Desde muy joven valoré en la biblioteca de mí padre el Curso de Filosofía Elemental del presbítero Jaime Balmes, que en su prólogo refería otra obra suya El Criterio, que en el Capítulo XI, III, Regla 6ª. observaba algunas reglas para el estudio de la historia, indicando, que “antes de leer una historia es muy importante leer la vida del historiador”, atreviéndose a decir, que esta regla, por lo “común tan descuidada, es de las que deben ocupar el lugar más distinguido”.
Para Balmes, no se puede saber qué medios tuvo el “historiador para adquirir el conocimiento de lo que narra, ni el concepto que debemos formar de su veracidad, si no sabemos quién era, cuál fue su conducta, y demás circunstancias de su vida”.
Habría que ver el lugar en que escribió el historiador, las formas políticas de su patria, el espíritu de su época, en la naturaleza de ciertos acontecimientos, y la particular posición del escritor, que según Balmes es “la clave para explicar sus afirmaciones sobre lo que narra, su silencio o reserva sobre determinados hechos”, y porqué podría ser tan prodigo en favores para un personaje histórico que haya sido cuestionado en cuanto a su integridad y moralidad.

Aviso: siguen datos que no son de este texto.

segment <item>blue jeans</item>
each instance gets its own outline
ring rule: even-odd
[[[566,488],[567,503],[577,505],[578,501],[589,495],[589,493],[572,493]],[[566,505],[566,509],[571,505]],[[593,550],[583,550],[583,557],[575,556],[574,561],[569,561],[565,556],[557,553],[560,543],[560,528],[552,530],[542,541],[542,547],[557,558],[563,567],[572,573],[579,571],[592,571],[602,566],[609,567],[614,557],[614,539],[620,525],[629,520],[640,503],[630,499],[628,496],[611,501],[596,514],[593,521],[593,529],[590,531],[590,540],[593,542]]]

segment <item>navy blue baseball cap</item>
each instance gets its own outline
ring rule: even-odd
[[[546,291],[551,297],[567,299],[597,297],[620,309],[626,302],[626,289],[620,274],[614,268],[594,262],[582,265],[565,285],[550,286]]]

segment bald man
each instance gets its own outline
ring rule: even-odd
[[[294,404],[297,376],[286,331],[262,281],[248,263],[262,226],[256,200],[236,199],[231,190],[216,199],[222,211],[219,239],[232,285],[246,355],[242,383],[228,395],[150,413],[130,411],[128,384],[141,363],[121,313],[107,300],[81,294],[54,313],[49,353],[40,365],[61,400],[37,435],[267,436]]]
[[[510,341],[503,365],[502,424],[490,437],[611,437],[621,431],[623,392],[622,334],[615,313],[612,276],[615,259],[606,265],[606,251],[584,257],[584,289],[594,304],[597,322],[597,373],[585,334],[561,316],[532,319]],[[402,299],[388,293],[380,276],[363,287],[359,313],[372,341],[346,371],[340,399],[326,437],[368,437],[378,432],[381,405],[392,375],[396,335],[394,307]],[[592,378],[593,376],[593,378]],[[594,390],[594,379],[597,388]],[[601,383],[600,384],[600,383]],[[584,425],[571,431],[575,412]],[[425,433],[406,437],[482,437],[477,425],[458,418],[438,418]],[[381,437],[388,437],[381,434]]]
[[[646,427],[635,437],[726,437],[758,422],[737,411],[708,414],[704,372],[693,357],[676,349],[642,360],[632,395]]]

Los retos perennes del pasado convocan a narrar la historia en cuanto a su realidad, porque el pasado en palabras de Jean Chesneaux, es producto y tejido fundamental de la memoria colectiva, así, cuando el historiador o aspirante a periodista rinde cuentas debe hacerlo dejando de lado el apasionamiento, la defensa a ultranza de lo indefendible, y tratar de hacer una reconstrucción del pasado confiable.